僕は必至の覚悟で攻撃に移ったので大地の不意をついてマウントをとることに成功した。僕は真琴が僕を殴ったように大地を殴った。殴っているのは僕なのに僕の拳は痛かった。真琴もきっと痛かったに違いない。
しかし、大地は直ぐにそれを振りほどいて僕を突き飛ばした。そして今度は僕がマウントを取られ殴られた。僕の一発の重みと大地の一発の重みとはわけが違う。僕は顔面を殴られて意識が飛びそうになった。目の前の視界が悪くなってきた。辻広香や中川樹里の笑い声が聞こえてくる。何が楽しいのだろうか。僕はただされるがままに殴られ続けた。
「おい何してんだ。」
そんな時屋上の入り口の扉付近から声が聞こえた。大地の手が止まって僕はその人物を視界に捉えることが出来た。声の主は轟だった。
「轟!練習はどうしたんだよ。今日は休みかー?」と大地が微笑みながら言った。
「おい大地これはなんだよ。」
「何って。俺たちに逆らったらどうなるかを教えてたんだよ。」
「ふーん。じゃあ俺が代わりに教えてやるよ。」と言った瞬間、轟の腕が伸びて大地の頬に突き刺さった。そして大地はその力で体ごと柵の近くまで飛んで行った。
「何しやがんだよ!」と大地は言った。
「うんざりしてたんだよ。大地、お前は人を馬鹿にし過ぎた。お前は一度頭を冷やしな。」と轟は腕を組んで言った。
そして、
「木葉、今までお前たちが追い詰められるのを見て見ぬふりをして、その場の空気に乗って結果的にお前たちを追い詰めるようなことをしてすまなかった。これからは自分の正しいと思うことをしようと決めたんだ。だから、許してくれとは言わない。これから俺がお前たちといい関係を築くために俺が努力する権利をくれ。」と轟は頭を下げて言った。
「頭を冷やすのはどっちかな。」
そう言って大地はホースを取り出して水を振りかけた。僕も莉愛も轟もまとめて水浸しになってしまった。莉愛の制服が水で透けるとブラの形が浮き彫りになって目のやりどころに困った。
「莉愛、僕が守れなかったせいで莉愛に怖い思いをさせてしまった。本当にごめん。」と僕は言うと莉愛は女神のように慈悲深い微笑みで答えた。

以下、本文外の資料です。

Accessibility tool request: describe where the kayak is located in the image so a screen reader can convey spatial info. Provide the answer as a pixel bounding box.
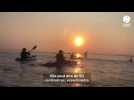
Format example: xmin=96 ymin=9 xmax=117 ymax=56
xmin=41 ymin=61 xmax=77 ymax=67
xmin=16 ymin=56 xmax=36 ymax=62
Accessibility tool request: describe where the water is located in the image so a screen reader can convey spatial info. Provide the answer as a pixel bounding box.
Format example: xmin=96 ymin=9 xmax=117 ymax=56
xmin=0 ymin=53 xmax=134 ymax=87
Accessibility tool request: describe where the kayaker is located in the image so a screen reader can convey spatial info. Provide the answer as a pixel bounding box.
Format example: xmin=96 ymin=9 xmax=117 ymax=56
xmin=20 ymin=48 xmax=31 ymax=60
xmin=56 ymin=50 xmax=65 ymax=64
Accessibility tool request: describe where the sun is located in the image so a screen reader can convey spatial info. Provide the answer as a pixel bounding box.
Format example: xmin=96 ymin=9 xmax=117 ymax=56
xmin=74 ymin=36 xmax=84 ymax=47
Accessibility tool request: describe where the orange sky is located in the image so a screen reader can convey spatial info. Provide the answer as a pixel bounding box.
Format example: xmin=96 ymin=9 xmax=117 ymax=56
xmin=0 ymin=12 xmax=134 ymax=54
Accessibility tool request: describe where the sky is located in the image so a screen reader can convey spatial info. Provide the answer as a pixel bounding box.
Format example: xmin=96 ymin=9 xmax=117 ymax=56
xmin=0 ymin=12 xmax=134 ymax=55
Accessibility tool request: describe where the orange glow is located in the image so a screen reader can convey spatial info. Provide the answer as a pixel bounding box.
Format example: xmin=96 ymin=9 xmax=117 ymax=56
xmin=74 ymin=36 xmax=84 ymax=47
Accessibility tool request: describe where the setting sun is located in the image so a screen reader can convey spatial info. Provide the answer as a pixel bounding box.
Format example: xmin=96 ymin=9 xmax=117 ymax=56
xmin=74 ymin=36 xmax=84 ymax=47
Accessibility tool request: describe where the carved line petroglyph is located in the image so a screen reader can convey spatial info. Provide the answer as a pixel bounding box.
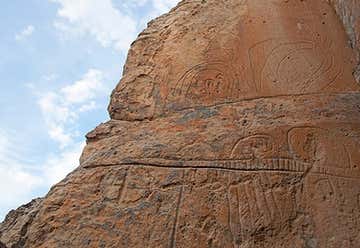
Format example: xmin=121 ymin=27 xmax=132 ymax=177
xmin=118 ymin=169 xmax=129 ymax=203
xmin=169 ymin=180 xmax=184 ymax=248
xmin=164 ymin=92 xmax=358 ymax=111
xmin=287 ymin=126 xmax=360 ymax=178
xmin=168 ymin=61 xmax=240 ymax=101
xmin=120 ymin=158 xmax=311 ymax=172
xmin=248 ymin=31 xmax=342 ymax=92
xmin=230 ymin=134 xmax=275 ymax=159
xmin=227 ymin=179 xmax=285 ymax=247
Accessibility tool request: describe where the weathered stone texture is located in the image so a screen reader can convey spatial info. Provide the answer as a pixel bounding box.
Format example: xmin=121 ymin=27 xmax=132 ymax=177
xmin=0 ymin=0 xmax=360 ymax=248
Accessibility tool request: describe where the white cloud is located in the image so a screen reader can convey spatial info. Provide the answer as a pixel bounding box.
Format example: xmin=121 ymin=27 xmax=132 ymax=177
xmin=38 ymin=69 xmax=108 ymax=148
xmin=43 ymin=142 xmax=85 ymax=185
xmin=0 ymin=130 xmax=43 ymax=221
xmin=61 ymin=69 xmax=104 ymax=104
xmin=51 ymin=0 xmax=137 ymax=52
xmin=15 ymin=25 xmax=35 ymax=41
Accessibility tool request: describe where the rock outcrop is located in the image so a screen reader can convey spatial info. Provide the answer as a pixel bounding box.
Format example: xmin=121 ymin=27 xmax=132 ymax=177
xmin=0 ymin=0 xmax=360 ymax=248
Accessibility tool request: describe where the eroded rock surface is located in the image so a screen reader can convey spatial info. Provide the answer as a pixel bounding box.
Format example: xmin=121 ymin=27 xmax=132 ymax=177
xmin=0 ymin=0 xmax=360 ymax=248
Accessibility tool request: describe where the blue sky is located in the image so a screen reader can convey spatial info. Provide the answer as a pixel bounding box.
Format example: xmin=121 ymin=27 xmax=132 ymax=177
xmin=0 ymin=0 xmax=177 ymax=221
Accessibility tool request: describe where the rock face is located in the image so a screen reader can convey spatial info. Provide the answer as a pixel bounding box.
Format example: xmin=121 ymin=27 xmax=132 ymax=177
xmin=0 ymin=0 xmax=360 ymax=248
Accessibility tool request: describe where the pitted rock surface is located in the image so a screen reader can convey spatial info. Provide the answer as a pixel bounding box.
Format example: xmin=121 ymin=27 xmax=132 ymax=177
xmin=0 ymin=0 xmax=360 ymax=248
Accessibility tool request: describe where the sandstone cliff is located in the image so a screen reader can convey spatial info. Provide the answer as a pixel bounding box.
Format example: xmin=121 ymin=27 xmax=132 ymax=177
xmin=0 ymin=0 xmax=360 ymax=248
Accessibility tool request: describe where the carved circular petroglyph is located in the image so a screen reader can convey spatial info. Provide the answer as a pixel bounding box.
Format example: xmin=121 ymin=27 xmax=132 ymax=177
xmin=168 ymin=62 xmax=241 ymax=105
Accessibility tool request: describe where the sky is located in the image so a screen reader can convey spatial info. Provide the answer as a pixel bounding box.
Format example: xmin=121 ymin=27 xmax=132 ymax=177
xmin=0 ymin=0 xmax=178 ymax=221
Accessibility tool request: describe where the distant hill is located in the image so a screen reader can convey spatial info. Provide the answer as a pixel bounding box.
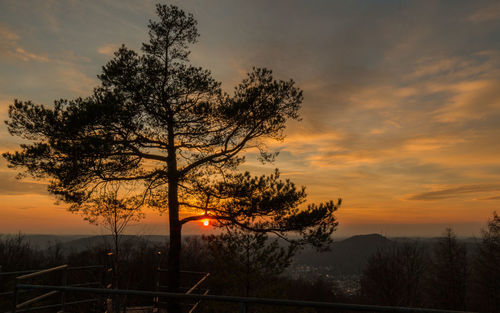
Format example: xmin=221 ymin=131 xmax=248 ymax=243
xmin=52 ymin=235 xmax=168 ymax=252
xmin=293 ymin=234 xmax=394 ymax=274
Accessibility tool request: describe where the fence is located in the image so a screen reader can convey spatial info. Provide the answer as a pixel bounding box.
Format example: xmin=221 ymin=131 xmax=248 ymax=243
xmin=10 ymin=284 xmax=476 ymax=313
xmin=1 ymin=264 xmax=104 ymax=313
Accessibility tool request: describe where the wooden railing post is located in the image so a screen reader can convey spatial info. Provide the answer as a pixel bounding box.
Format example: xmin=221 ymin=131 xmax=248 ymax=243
xmin=12 ymin=278 xmax=19 ymax=313
xmin=61 ymin=267 xmax=68 ymax=313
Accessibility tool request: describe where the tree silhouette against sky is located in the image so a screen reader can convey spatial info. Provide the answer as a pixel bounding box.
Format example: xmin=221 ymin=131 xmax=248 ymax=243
xmin=4 ymin=5 xmax=340 ymax=302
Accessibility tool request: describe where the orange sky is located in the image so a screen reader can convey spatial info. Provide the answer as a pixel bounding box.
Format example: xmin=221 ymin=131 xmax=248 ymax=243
xmin=0 ymin=0 xmax=500 ymax=236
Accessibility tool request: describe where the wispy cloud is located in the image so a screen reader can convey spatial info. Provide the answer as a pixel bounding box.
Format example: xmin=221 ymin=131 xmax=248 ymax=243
xmin=408 ymin=184 xmax=500 ymax=200
xmin=468 ymin=3 xmax=500 ymax=23
xmin=0 ymin=24 xmax=49 ymax=62
xmin=97 ymin=43 xmax=120 ymax=56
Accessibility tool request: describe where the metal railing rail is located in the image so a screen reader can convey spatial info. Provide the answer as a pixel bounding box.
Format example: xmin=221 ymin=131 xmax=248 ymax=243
xmin=17 ymin=284 xmax=473 ymax=313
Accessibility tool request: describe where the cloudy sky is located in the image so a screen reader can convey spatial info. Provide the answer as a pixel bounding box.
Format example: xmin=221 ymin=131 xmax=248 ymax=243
xmin=0 ymin=0 xmax=500 ymax=236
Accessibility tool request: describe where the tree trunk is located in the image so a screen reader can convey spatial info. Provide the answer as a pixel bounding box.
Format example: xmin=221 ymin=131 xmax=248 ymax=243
xmin=167 ymin=121 xmax=182 ymax=313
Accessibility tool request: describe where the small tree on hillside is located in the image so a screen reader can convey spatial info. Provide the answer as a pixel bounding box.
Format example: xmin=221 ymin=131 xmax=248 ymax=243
xmin=360 ymin=242 xmax=427 ymax=306
xmin=428 ymin=228 xmax=469 ymax=310
xmin=203 ymin=229 xmax=297 ymax=297
xmin=78 ymin=184 xmax=145 ymax=287
xmin=4 ymin=5 xmax=339 ymax=302
xmin=474 ymin=212 xmax=500 ymax=313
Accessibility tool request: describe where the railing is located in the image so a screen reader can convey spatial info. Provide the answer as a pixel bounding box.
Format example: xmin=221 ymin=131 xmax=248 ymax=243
xmin=1 ymin=264 xmax=104 ymax=313
xmin=12 ymin=284 xmax=472 ymax=313
xmin=153 ymin=251 xmax=210 ymax=313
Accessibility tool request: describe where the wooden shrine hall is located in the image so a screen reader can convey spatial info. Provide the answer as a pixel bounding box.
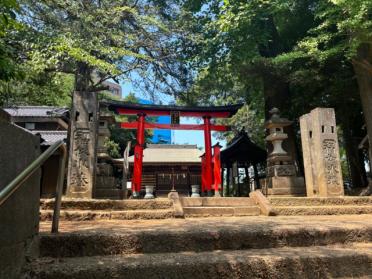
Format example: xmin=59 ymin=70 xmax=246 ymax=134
xmin=221 ymin=129 xmax=267 ymax=196
xmin=104 ymin=101 xmax=242 ymax=198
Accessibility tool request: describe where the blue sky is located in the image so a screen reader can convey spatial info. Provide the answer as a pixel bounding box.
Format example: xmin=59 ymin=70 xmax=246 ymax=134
xmin=120 ymin=82 xmax=225 ymax=148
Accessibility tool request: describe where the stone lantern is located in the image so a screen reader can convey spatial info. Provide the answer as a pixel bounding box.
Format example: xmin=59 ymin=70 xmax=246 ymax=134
xmin=262 ymin=108 xmax=305 ymax=195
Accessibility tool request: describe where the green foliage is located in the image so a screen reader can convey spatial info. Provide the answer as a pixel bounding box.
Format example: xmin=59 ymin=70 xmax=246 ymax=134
xmin=0 ymin=69 xmax=74 ymax=107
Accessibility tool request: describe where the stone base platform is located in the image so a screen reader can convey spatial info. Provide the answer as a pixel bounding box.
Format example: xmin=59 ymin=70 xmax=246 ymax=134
xmin=180 ymin=197 xmax=260 ymax=217
xmin=24 ymin=215 xmax=372 ymax=279
xmin=40 ymin=199 xmax=175 ymax=221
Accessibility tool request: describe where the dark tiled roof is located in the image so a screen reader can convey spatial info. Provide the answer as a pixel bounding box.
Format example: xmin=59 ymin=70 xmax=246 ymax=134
xmin=4 ymin=106 xmax=68 ymax=117
xmin=31 ymin=130 xmax=67 ymax=145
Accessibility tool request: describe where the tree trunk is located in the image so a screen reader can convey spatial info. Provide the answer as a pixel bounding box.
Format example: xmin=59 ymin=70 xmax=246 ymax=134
xmin=263 ymin=73 xmax=303 ymax=174
xmin=353 ymin=43 xmax=372 ymax=183
xmin=341 ymin=119 xmax=367 ymax=187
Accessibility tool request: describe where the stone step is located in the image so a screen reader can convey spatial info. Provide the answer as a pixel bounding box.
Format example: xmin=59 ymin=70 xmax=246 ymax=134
xmin=183 ymin=206 xmax=260 ymax=217
xmin=273 ymin=205 xmax=372 ymax=215
xmin=267 ymin=187 xmax=306 ymax=196
xmin=40 ymin=225 xmax=372 ymax=257
xmin=25 ymin=244 xmax=372 ymax=279
xmin=40 ymin=198 xmax=173 ymax=210
xmin=94 ymin=188 xmax=124 ymax=200
xmin=180 ymin=197 xmax=255 ymax=207
xmin=40 ymin=209 xmax=174 ymax=221
xmin=268 ymin=197 xmax=372 ymax=206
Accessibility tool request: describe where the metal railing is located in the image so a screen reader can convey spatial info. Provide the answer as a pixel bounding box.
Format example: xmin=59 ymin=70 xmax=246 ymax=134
xmin=0 ymin=140 xmax=67 ymax=233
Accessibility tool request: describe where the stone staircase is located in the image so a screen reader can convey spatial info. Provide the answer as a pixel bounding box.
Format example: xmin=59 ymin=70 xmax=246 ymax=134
xmin=24 ymin=216 xmax=372 ymax=279
xmin=268 ymin=196 xmax=372 ymax=215
xmin=180 ymin=197 xmax=260 ymax=217
xmin=40 ymin=199 xmax=174 ymax=221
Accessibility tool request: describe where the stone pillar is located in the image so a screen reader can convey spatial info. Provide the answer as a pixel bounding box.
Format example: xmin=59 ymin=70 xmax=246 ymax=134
xmin=66 ymin=91 xmax=98 ymax=198
xmin=300 ymin=108 xmax=344 ymax=197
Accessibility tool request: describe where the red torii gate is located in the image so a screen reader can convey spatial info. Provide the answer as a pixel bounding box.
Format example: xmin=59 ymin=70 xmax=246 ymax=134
xmin=100 ymin=101 xmax=242 ymax=197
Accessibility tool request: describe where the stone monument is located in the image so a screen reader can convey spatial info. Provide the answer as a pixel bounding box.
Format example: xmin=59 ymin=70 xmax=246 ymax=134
xmin=261 ymin=108 xmax=305 ymax=196
xmin=66 ymin=91 xmax=98 ymax=198
xmin=300 ymin=108 xmax=344 ymax=197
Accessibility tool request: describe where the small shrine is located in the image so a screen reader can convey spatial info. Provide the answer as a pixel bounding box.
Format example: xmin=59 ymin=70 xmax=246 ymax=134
xmin=262 ymin=108 xmax=305 ymax=195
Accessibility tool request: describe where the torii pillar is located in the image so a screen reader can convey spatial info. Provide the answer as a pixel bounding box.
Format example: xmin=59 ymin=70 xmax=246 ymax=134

「ううん。木葉のせいじゃない。きっとこれは誰のせいでもないんだよ。だからあたしは大丈夫だよ。今木葉が来てくれただけで十分だよ。それに木葉は亜実ちゃんを守った。それだけで立派なことだよ。だからね木葉、これから先何があっても亜実ちゃんのことを守ってあげてね。」と莉愛は言った。
僕は大きく頷いて雄たけびを上げて大地に飛びついた。
「轟!今のうちに莉愛を!」と僕は精一杯の声で轟に言った。
轟は頷いて莉愛を屋上から連れて行った。その時轟は樹里に向かって「樹里、もう俺はお前のことを何も信じられねえ。どっか行ってくれ。」と言った。
すると、轟と莉愛が屋上から出て行ったと同時に樹里は泣き崩れた。
「どうして?私は何もしてないじゃない!誰もいじめてないし誰も馬鹿にしてない。ただ一緒に居たやつがいじめてただけじゃない!」と樹里は泣きじゃくりながら子供のように喚いた。
「お、おい。こんな時に泣くなよ。広香、樹里の介抱してやれよ」と大地が言うので仕方が無くといった感じで広香は樹里に触れようとした。その時、樹里は広香の腕を払って広香の頬をビンタした。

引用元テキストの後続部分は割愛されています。